25. Jarett Kobek
“Solid rectangle erections of architectural arrogance,
total modernist faith in the ability of buildings to shape lives.” – Jarett
Kobek
From the time I was a small child,
I fetishized, lusted after, modernist architecture and design. I loved clean
lines in homes, uncluttered layouts, anything that sniffed of the contemporary.
I would go every year, ages 8-12, to our city’s local Homearama—a showcase of
houses in a newly created development, every one, as we would say now,
perfectly curated to suit a certain type of aspirational taste, its interiors opened
to the public for inspection before being put on the market—and wish each one
of them were mine. Not that I didn’t have a perfectly comfortable and even
luxurious home where I was being raised in an adjacent suburban town, but
something about these homes, with their stripped-down floor plans punctuated
by a few haute bourgeois luxuries—indoor hotubs!—stirred my preteen
imagination and presented a new vision of an utterly snug domesticity.
At this time, I was primarily
interested in domestic architecture but I would soon become taken with
modernist public structures as well, the skyscrapers and other oversize
buildings that form the skyline of most U.S. cities. Upon moving to New York a
little over a decade later, I was particularly stuck by buildings, such as the
Seagram Building and One Liberty Plaza, that were built in the International Style.

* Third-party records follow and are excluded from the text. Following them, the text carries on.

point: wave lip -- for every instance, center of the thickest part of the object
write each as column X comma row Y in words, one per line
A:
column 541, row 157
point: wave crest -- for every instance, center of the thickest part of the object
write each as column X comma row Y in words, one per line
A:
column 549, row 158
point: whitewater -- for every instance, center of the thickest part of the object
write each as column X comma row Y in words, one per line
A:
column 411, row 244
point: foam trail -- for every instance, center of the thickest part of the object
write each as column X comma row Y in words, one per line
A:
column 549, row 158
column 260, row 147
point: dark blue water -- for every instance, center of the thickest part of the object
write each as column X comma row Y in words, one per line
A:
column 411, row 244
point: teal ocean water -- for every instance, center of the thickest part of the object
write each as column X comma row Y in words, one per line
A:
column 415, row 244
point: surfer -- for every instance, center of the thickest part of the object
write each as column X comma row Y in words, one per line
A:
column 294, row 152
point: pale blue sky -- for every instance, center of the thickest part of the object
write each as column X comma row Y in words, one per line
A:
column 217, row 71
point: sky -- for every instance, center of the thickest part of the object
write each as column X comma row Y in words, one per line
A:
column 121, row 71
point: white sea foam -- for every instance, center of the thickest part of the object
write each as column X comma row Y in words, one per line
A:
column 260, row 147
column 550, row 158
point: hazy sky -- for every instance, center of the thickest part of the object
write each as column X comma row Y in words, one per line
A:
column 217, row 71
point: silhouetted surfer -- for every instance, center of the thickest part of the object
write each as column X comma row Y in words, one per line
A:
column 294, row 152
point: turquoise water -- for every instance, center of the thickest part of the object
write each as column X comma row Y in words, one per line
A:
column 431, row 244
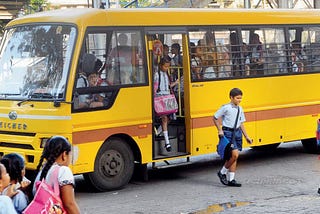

The sleek, industrial look of these buildings offered an urban counterpart to
the suburban homes of my childhood dreams and reflected some sort of ideal of
what a city should look like. In a way, these large-scale constructions were
the opposite of their domestic peers, cold and comfortless and not at all homey.
But in another sense, they were perhaps not that different after all: the
thought of being cozied up in a sleekly appointed office in one of these
buildings, safe from the chaos of the city below was, in its way, as reassuring
a feeling as lounging quietly in a suburban home. Then, there was the creeping
sense that the antiseptic homes in antiseptic communities like those
manufactured for Homearama might not be as desirable as I had once thought them
to be.
Either of these models, the urban
or suburban, though, would certainly be anathema to that hater of modernist
architecture and 9/11 ringleader Mohamed Atta—at least as imagined by Jarett
Kobek in his fictionalized take on that man’s life and death. In the short
novel simply titled Atta, Kobek, surely one of our most vital writers,
makes a particularly audacious move (beyond that initial audacious move of
non-judgmentally telling the story of the notorious terrorist, of course): he
frames his hero’s worldview in terms of architectural critique. In Kobek’s
telling, Atta, a former student of architecture and engineering, holds out a
particular hatred for modernist design, which he sees as emblematic of western
arrogance with its impulse to dominate the lives of its citizens, and of which
his final target, the Twin Towers, is the ultimate exemplar. Modernist
buildings represent, as Atta sees it, an inhuman architecture, imposed from
on-high, the exact opposite of the natural forms of city planning that have
risen up naturally throughout most of recorded history. “Natural, organic
growth is smart growth,” Atta writes in an architectural proposal, “informed by
the daily routines of the city’s people.”
Throughout the book, Kobek keeps us
close to Atta’s thoughts and judgments in chapters that alternate between the first
and third person. These chapters—which follow Atta’s thoughts as he prepares
for the attack on the Towers and looks back on his life, musing on not only
architecture but the larger strains of both traditional Islamic and western
culture—put the reader in a challenging position. While many of Atta’s
viewpoints are obviously loathsome, some, like those that critique American
imperialism, make quite a bit of sense. And for me, among those that most
resonate are those very takedowns of modernist architecture so at odds with my
youthful enthusiasms. After living in New York for a decade and a half and
seeing the endless proliferation of glassy luxury apartment buildings, creating
a new skyline of horror in formerly low-rise Brooklyn, the romance of tall,
sleek structures has definitively worn off. Similarly, an ill-advised recent
stint as an HGTV watcher left me soured on the sameness of what I soon
discovered has become a default interior design aesthetic (open floor plans,
blond wood floors, and kitchen islands), and which characterizes the design of not
only all the suburban homes showcased on that network but also the interiors of
every new luxury apartment in Brooklyn and, unfortunately, my childhood dream house
as well. Temperamentally, I still prefer an uncluttered home and I’ll never
lose my taste for a good brutalist building, but, overall, an aesthetic that
once seemed full of possibilities now feels cramped and imaginatively limited,
even if it strikes me not so much, as it does Atta, as a symbol of arrogance as
instead one of a rather extreme, and thoroughly dispiriting, complacency.